La journée s'est déroulée dans une ambiance étrange. C'était le calme avant la tempête, je le savais.  Je me sentais coupable, mais je n'ai pas douté de mon action. II avait dépassé la ligne rouge, d'ailleurs dès la première fois où il a levé la main sur moi. J'avais, tant bien que mal, essayé d'être compréhensive, de lui donner de nouvelles chances chaque fois qu'il me frappait, de croire à ses belles paroles. Mais jamais une femme, ou n'importe qui d'autre d'ailleurs, devrait être « compréhensive » pour des coups qu'on lui a portés, physiques ou psychiques. Peu importe l'excuse qu'il vous donne, la conséquence est la même : un visage marqué, un état mental qui prend un sacré coup. Tout ce que cette personne malveillante fait laisse des traces irréversibles. Mais dans mon cas, à défaut de ne pas pouvoir les effacer de mon visage, je peux au moins les arrêter. Et cela, dès qu'il boira ce que je lui ai gentiment concocté il y a 30 minutes. Il ne pourra pas se plaindre : je l'ai fait avec amour !

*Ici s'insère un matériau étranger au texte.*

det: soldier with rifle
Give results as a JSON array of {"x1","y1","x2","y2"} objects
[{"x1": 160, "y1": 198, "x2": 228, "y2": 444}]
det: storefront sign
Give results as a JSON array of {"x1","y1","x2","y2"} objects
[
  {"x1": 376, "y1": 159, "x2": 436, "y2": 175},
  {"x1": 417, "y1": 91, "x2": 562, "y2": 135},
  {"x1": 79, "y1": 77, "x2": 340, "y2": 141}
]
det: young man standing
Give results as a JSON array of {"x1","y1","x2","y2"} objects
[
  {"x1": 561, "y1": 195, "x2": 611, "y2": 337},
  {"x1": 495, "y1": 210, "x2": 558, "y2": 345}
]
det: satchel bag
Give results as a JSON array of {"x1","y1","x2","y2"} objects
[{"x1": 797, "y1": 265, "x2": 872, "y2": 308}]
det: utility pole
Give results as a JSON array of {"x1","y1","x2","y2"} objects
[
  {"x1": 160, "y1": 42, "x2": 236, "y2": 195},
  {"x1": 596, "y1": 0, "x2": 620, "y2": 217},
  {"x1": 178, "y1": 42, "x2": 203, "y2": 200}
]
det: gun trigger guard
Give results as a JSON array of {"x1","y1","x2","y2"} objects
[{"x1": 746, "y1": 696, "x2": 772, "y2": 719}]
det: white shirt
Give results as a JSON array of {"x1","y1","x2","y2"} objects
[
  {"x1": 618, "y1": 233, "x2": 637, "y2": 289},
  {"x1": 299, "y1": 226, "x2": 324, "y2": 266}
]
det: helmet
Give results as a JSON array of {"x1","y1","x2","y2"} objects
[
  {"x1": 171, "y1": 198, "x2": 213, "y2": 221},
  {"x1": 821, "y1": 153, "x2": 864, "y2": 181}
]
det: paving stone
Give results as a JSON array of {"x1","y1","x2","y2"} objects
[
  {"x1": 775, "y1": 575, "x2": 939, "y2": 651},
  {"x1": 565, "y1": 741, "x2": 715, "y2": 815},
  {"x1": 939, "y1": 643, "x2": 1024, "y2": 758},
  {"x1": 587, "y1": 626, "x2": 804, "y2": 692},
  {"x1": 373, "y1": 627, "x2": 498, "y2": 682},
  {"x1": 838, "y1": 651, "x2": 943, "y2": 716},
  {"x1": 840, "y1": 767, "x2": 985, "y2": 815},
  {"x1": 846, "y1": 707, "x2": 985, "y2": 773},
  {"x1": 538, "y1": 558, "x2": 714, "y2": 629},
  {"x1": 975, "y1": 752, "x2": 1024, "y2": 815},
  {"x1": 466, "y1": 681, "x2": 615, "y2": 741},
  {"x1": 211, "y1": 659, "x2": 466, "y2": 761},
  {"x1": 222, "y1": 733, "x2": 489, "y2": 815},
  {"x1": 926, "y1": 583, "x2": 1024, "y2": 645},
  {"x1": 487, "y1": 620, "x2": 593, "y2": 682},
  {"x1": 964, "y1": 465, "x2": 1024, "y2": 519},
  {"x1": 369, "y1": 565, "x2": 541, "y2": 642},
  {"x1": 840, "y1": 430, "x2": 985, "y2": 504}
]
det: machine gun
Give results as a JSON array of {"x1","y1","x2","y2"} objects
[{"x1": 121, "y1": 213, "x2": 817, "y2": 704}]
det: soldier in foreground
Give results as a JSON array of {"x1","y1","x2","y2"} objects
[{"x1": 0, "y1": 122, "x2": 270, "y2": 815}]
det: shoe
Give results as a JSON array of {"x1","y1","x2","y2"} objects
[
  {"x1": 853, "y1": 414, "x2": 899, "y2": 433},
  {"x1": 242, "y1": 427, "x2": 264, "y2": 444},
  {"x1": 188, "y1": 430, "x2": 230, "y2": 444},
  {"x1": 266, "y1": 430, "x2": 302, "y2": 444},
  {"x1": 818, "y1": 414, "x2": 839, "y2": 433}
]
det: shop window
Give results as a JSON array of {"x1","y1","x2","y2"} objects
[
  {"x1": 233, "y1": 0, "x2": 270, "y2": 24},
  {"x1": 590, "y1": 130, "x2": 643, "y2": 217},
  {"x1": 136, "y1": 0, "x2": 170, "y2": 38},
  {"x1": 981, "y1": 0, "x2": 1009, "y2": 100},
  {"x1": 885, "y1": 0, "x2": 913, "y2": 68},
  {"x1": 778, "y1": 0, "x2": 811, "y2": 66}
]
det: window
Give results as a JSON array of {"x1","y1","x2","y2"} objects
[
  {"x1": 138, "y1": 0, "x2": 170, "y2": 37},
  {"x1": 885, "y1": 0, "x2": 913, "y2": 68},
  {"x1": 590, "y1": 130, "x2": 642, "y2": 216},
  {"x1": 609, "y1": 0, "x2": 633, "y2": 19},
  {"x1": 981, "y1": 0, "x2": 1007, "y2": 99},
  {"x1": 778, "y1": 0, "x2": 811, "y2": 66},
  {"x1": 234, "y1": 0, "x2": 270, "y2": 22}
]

Des clefs entrent dans la serrure. Le moment est venu. La porte s'ouvre. Je stresse mais ne regrette rien, parce que ce soir je serai, je le crois à cet instant, une femme libre. 
-Chérie, tu es là ? questionne-t-il de son air innocent qui m'insupporte. 
-Oui, je suis ici. Tu as passé une bonne journée ? Je t'ai préparé un milkshake comme tu les aimes, il est sur le comptoir !
Il s'y rend, saisit la boisson. 
Il faut qu'il boive, je ne peux plus supporter cette pression si intense. Je le vois approchant son nez de cette dernière, comme un sixième sens. C'est terminé. Une lueur de haine passe dans ses yeux. Il a dû apprendre à reconnaitre cette odeur. Non ! C'est irréel ! Il est hors de lui. Tout ça n'est qu'un cauchemar de plus. Et pourtant, quand il enroule ses mains autour de ma gorge et que ma vision se floute, tout est bien réel. Pas pour longtemps. Sa prise se resserre.
Morte. Voilà ce que je suis. Plus qu'une âme battue, qui n'a su résister.
Toute cette fin, j'aurai voulu l'écrire, laisser une trace pour toutes celles qui les maquillent. Mais le destin en a décidé autrement.